Resolution

Die Dienststellenversammlung der Universitätslehrer der Universität für Musik und darstellende Kunst Wien hat am 20. 03. 2002 einstimmig folgende Resolution beschlossen:

Resolution


Der vorliegende Gesetzesentwurf zum Universitätengesetz 2002 steht im krassen Widerspruch zu den von Seiten der Regierung dargestellten Zielsetzungen und Reformabsichten und zeigt, dass selbst der Ansatz einer ernsthaften Dialogbereitschaft des zuständigen Ministeriums im Verhältnis zu den universitären Interessensvertretungen nicht vorhanden ist.
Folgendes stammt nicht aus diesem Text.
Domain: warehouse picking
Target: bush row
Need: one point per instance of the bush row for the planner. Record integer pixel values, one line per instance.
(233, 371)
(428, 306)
Mit diesem Entwurf wird der Versuch unternommen, die Universitäten unter autoritäre und fremdbestimmte Kuratel zu stellen, und in einem arbeitnehmerfeindlichen Umfeld den Nährboden für politischen Missbrauch bei der Forschung und Erschließung von Kunst vorzubereiten. Die angekündigte Autonomieerweiterung findet nicht statt, sondern ein Paradigmenwechsel mit dem Ziel, historisch gewachsene geistige und kulturelle Werte in den Dienst einer kurzfristigen, vordergründigen und restriktiven Bildungspolitik zu stellen.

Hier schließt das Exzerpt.